In addition to genetic factors, chronic inflammation is emerging as a key risk factor in EOC development. Persistent infections that affect the female reproductive organs can trigger a pro-inflammatory response, exacerbate DNA damage, and contribute to cancer initiation (15–17). In line with this, the prolonged exposure of ovarian epithelial cells to inflammatory mediators, such as pro-inflammatory cytokines, chemokines, and hormones, may lead to DNA damage through oxidative stress and cause genetic and epigenetic alterations (18). However, the role of environmental factors in EOC initiation and progression, particularly viral infections, is still being investigated.
High-risk HPV (HR-HPV) plays a crucial role in the development of cervical cancer and head and neck squamous cell carcinoma (19,20). HR-HPV carries E6 and E7 oncoproteins that can inactivate tumor suppressors such as p53, which may be related to OC development (21,22). Therefore, researchers have also been attracted to the potential role of HPV in EOC. However, recent studies have yielded mixed results regarding the presence of HPV in EOC, with some studies confirming its presence, whereas others negating it. Notably, among HR-HPV types, HPV 16 and/or 18 (HPV 16/18) are most frequently associated with advanced-stage disease, while the others have not been. Despite two meta-analyses that have explored the link between HPV and EOC, a specific focus on HPV 16/18 in OC has yet to be reported (23,24). To address this gap and provide an updated perspective, emphasizing on HPV 16/18 investigation, this meta-analysis was conducted to deepen our understanding of this connection.
Materials and methods
Searching protocol and data collection
The meta-analysis followed the PRISMA criteria. Two researchers, TML and HDNT, independently conducted a systematic literature search covering the period from 1987 to August 2023. Searches were conducted in PubMed (on October 6, 2023), Embase (on October 8, 2023), and Web of Science (on October 8, 2023), using the following search terms with detailed Boolean logic: ((Human papillomavirus) OR (HPV)) AND ((ovarian malignancies) OR (ovarian neoplasm) OR (ovarian cancer)).

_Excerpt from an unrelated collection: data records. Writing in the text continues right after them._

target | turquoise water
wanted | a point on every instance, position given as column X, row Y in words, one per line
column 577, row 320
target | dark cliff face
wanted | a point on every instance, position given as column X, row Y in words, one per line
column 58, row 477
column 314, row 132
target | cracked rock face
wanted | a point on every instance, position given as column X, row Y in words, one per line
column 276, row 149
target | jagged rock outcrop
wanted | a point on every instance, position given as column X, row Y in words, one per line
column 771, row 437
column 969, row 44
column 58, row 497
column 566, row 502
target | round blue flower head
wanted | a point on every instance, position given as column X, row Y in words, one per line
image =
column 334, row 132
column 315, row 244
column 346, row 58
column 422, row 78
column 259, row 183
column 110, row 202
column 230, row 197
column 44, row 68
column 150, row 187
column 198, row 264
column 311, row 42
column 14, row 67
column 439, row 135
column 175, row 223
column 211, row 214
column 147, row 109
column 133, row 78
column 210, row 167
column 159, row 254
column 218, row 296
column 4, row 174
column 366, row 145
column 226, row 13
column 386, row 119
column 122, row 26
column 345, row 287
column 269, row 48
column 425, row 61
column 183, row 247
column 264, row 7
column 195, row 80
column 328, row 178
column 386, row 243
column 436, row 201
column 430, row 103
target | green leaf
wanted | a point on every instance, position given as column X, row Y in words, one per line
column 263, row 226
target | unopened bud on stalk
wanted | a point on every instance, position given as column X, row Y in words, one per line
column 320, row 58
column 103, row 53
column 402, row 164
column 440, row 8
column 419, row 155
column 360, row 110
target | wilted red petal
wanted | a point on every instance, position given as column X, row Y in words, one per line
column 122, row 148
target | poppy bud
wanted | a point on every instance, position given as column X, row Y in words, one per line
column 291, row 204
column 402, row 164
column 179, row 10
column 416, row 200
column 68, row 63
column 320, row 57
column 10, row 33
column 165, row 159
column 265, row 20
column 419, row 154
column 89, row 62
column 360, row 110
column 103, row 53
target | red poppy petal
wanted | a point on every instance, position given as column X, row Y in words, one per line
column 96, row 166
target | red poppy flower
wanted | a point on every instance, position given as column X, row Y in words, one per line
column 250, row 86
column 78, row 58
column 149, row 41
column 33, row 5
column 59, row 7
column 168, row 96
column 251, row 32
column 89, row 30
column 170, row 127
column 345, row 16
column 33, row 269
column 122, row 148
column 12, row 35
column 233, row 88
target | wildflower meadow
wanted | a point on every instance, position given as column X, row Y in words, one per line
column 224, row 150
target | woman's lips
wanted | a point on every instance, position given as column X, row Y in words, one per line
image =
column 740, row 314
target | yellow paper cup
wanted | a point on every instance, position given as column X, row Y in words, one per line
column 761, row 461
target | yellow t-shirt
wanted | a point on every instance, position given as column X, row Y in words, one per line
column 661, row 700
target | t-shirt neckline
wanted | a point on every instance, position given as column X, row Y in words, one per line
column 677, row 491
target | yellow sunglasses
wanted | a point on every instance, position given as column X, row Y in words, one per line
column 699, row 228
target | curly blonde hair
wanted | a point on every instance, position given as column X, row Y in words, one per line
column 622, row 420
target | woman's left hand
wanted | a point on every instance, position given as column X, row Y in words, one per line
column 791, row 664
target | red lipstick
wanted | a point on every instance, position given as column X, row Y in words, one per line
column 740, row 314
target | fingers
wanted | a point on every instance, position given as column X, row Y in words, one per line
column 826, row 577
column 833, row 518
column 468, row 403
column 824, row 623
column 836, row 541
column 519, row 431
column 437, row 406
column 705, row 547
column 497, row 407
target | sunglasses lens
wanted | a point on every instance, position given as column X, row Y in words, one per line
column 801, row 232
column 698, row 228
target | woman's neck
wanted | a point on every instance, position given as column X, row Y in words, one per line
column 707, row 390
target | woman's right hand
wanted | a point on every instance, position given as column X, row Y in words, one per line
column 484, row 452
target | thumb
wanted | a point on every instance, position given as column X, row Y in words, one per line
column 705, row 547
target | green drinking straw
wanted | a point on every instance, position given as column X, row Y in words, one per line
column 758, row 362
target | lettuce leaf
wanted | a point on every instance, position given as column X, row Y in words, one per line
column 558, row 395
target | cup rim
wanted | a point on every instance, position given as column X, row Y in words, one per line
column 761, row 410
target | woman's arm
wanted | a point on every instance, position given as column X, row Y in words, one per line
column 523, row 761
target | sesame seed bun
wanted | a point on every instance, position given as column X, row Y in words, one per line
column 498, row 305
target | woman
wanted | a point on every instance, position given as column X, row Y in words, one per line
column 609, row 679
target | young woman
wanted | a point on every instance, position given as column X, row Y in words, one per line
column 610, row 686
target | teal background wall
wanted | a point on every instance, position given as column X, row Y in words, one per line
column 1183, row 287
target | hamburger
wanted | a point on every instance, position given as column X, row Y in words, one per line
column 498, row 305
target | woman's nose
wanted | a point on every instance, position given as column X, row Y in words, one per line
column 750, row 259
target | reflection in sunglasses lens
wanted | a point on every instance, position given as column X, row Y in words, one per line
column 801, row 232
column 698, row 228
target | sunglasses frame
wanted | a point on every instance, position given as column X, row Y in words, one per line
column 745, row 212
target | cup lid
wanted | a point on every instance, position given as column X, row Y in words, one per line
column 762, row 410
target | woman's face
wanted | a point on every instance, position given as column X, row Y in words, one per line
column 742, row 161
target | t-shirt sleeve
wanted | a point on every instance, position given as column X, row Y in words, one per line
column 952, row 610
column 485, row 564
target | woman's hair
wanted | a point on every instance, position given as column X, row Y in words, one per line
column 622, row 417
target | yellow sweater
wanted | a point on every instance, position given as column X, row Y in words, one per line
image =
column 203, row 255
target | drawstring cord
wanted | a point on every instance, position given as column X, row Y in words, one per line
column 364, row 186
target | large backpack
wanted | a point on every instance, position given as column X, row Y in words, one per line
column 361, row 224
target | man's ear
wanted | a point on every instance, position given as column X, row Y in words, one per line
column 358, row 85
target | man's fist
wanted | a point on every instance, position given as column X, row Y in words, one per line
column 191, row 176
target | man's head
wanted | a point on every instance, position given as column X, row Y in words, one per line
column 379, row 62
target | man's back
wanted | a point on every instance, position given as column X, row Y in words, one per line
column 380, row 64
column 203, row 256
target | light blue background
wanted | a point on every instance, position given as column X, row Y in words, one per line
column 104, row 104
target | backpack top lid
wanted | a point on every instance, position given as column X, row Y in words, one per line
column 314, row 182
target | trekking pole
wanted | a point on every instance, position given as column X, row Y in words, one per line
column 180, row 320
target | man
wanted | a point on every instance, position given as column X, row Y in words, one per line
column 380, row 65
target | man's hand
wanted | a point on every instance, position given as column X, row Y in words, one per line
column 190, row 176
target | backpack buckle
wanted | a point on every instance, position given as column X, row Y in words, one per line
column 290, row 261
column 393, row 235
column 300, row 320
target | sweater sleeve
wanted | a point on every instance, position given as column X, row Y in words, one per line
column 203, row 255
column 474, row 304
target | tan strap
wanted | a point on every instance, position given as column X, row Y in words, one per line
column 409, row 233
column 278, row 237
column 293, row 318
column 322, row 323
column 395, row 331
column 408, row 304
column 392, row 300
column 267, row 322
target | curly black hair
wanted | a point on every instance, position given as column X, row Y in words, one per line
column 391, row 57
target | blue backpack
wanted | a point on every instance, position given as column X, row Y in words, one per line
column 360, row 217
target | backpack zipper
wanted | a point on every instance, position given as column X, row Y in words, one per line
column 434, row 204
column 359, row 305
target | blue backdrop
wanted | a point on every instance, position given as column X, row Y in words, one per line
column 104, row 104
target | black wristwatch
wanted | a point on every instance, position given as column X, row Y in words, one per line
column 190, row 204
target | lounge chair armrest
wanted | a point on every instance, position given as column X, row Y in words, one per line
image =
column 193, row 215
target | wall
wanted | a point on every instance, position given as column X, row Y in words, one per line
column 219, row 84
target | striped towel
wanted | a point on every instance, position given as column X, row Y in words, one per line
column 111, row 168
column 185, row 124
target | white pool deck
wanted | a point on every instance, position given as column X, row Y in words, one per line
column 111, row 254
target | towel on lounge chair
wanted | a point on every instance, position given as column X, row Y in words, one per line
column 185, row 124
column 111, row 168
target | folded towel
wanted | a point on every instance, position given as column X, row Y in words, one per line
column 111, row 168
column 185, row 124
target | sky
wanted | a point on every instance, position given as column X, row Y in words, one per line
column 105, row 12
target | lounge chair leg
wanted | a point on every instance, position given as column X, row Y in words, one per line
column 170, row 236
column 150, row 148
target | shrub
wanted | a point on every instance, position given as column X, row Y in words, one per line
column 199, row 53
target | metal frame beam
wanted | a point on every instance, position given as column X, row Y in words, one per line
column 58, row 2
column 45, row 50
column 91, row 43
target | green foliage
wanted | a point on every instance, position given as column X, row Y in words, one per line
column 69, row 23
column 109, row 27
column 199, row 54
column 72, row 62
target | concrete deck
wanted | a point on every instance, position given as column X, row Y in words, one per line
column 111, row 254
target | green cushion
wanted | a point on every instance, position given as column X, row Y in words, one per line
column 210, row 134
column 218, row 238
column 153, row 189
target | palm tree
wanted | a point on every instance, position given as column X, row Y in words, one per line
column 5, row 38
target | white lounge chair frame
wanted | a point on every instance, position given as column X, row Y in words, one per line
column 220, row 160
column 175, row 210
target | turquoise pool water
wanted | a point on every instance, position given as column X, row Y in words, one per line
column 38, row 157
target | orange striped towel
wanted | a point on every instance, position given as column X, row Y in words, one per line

The initial search yielded 364 records in PubMed, 420 in Embase, and 350 in Web of Science, totaling 1,134 records. To ensure reproducibility, the search process was independently verified by both researchers. After eliminating duplicates, all abstracts (n=701) were independently reviewed to exclude studies irrelevant to the topic or lacking sufficient data on the association between HPV and OC. Subsequently, 646 papers were excluded based on abstract reviews. Full-text copies of potentially relevant papers were obtained and independently reviewed (n=55). In total, 43 papers met the inclusion criteria for the meta-analysis (25–67). Data from these identified studies were extracted independently, and any disagreements regarding inclusion or exclusion were resolved through discussion. Recorded data included the first author's details, publication country, publication year, detection method, histological type, specimen type, sample size, HPV genotype, and number of HPV-positive and HPV-negative OCs, as well as HPV-positive and HPV-negative ovarian benign tumors or normal ovaries.
To be eligible for inclusion in this meta-analysis, studies must meet the following criteria: (1) they were observational studies published between 1987 and August 2023 and provided data on the association between HPV and OC, (2) ovarian tissues were used in the study to identify HPV genotypes, and (3) they were written in English and published as full, peer-reviewed articles. The exclusion criteria were as follows: (1) studies not meeting the inclusion criteria and (2) studies conducted solely on animals.
Statistical analysis
In this analysis, the pooled prevalence was estimated using both fixed- and random-effect models, based on the data from the included studies (68). Forest plots were used to display the prevalence for all the studies sorted by their publication year (69). The prevalence derived from individual studies and pooled proportions were presented with 95% confidence intervals (CIs). In addition, for case-control studies, the pooled odds ratio (OR) was computed for the presence of HPV in OC cases, along with the corresponding 95% CI. Both random- and fixed-effect models were employed for this analysis. The overall heterogeneity among the included studies was assessed using the I2 statistic, with I2 values >50% and/or P-value <0.05 indicating significant heterogeneity (70,71). To explore the potential sources of heterogeneity, subgroup analysis was conducted using meta-regression. This analysis included variables of geographic region.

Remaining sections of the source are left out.